Der Marsianer (Rezension)

Klebeband ist Magie…“

9783453316911_Cover

Autor: Andy Weir

Preis: 9,99€

Verlag: HEYNE<

Inhalt:

Bei einer Expedition auf dem Mars gerät der Astronaut Mark Watney in einen Sandsturm und wird bewusstlos. Als er aus seiner Ohnmacht erwacht, ist er allein. Auf dem Mars. Ohne Nahrung. Ohne Ausrüstung. Und ohne Crew, denn die ist bereits auf dem Weg zurück zur Erde. Für Mark Watney beginnt ein spektakulärer Überlebenskampf …

Meinung:

Vom sehr wissenschaftlich aussehenden Cover vielleicht etwas abgeschreckt, haben sich meine Befürchtungen auf ein ellenlanges, sich hinziehendes Buch zum Glück nicht bestätigt und ich bin auf ganzer Linie beeindruckt.

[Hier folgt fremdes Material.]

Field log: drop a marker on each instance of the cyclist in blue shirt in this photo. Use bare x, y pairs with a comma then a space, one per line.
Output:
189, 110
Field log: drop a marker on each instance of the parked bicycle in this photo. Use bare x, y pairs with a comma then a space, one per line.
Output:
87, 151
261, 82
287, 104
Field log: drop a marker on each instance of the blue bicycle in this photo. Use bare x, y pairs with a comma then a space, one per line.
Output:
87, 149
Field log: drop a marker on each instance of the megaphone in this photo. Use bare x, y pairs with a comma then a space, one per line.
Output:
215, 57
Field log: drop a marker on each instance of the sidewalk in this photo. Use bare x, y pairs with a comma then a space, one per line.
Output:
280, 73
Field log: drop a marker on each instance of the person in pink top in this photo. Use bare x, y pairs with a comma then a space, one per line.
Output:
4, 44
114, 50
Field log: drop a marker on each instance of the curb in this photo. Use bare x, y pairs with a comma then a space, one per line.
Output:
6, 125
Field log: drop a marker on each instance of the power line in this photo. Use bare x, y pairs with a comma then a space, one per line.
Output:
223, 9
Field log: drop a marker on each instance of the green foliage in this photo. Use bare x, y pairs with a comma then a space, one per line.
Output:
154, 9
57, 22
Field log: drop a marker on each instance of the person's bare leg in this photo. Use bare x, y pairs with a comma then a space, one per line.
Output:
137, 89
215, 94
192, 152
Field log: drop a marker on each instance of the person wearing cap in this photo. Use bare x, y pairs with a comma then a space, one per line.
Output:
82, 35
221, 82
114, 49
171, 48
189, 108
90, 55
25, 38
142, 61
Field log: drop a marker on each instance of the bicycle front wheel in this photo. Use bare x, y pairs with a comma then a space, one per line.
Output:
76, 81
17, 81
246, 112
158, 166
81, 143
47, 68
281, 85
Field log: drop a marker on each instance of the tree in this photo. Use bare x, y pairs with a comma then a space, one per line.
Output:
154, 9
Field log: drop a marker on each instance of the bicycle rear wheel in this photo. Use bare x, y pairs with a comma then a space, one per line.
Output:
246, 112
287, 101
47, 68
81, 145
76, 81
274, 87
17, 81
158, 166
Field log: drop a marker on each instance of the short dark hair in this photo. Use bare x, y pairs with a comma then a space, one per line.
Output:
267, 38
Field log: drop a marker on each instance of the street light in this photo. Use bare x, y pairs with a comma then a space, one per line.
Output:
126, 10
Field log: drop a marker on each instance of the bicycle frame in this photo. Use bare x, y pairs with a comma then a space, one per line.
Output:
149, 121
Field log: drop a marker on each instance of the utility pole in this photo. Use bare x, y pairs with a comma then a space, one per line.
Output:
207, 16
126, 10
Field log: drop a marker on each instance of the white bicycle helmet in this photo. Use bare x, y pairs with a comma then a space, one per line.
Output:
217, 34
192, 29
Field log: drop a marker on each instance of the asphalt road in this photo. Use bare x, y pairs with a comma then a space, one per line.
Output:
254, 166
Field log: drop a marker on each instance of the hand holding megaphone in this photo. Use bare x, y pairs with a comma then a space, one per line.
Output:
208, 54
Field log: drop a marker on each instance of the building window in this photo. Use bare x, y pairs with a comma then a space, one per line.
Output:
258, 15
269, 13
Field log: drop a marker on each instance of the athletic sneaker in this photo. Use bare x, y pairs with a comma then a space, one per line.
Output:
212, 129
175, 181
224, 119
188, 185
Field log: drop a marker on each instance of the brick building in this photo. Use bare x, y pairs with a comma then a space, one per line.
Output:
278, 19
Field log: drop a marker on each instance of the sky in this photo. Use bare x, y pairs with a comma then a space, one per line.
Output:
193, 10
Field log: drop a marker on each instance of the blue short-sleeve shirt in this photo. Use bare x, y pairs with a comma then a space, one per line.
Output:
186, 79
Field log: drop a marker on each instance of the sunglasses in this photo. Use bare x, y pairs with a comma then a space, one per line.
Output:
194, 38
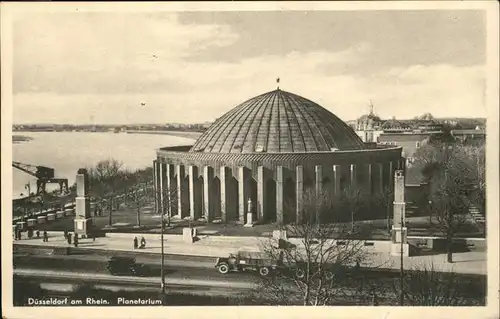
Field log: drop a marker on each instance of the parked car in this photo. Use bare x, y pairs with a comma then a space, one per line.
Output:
126, 266
246, 261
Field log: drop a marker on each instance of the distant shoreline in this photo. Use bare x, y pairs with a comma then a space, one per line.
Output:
20, 138
183, 134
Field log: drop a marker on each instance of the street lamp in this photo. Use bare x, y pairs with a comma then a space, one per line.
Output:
401, 300
28, 188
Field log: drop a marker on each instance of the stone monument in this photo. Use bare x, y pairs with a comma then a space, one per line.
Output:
249, 222
83, 220
399, 231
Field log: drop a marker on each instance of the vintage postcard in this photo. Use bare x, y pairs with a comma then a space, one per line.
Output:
242, 159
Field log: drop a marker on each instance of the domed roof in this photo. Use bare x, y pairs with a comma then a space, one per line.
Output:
277, 122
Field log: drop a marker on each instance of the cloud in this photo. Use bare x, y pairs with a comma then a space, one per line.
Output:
106, 52
99, 67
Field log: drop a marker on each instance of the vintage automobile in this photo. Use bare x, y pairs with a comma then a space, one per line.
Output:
246, 261
126, 266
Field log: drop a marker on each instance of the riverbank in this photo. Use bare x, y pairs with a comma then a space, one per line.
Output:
20, 138
184, 134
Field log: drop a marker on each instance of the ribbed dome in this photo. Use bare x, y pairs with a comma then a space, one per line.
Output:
277, 122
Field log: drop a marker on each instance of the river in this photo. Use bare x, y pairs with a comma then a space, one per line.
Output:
66, 152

Der Autor hat das Buch sehr einfach strukturiert. Informationen über Familien und Freunde werden kaum bis gar nicht erwähnt, wären aber auch, wie ich finde, komplett fehl am Platz. Immerhin bezieht es sich auf eine Ausnahmesituation – ein einzelner Mensch auf dem Mars- und mir hat es sehr geholfen, sich noch genauer in die Figuren hineinzudenken.

Die Kapitel sind in die einzelnen Marstage (Sol) eingeteilt und größtenteils aus der Sicht von Mark Watney geschrieben. Es soll eine Art Tagebuch darstellen, denn Watney sagt selbst, sollte er nicht überleben können die Menschen wenigstens noch sein Tagebuch retten. Der Erzählstil spricht den Leser direkt an, ist sehr locker und mit perfektem Sarkasmus unterlegt. So bezeichnet Watney selbst seine Situation als „im Arsch“. (Ich meine, gibt es eine treffendere Bezeichnung für diese Situation?)

(SPOILER!)

Doch zum Glück ist dieser Charakter unglaublich intelligent und einfallsreich und rettet sich aus jeder Situation – mag sie auch noch so verzwickt und aussichtslos erscheinen.

(Spoiler Ende)

Ab und an ist man als Leser auch mal auf der Erde unterwegs und sieht die Arbeit der Wissenschaftler, Pressearbeiter und NASA- Chefs die alles daran setzen, Mark vom roten Planeten zu retten und dafür auch mal die ein oder andere verrückte und riskante Aktion starten.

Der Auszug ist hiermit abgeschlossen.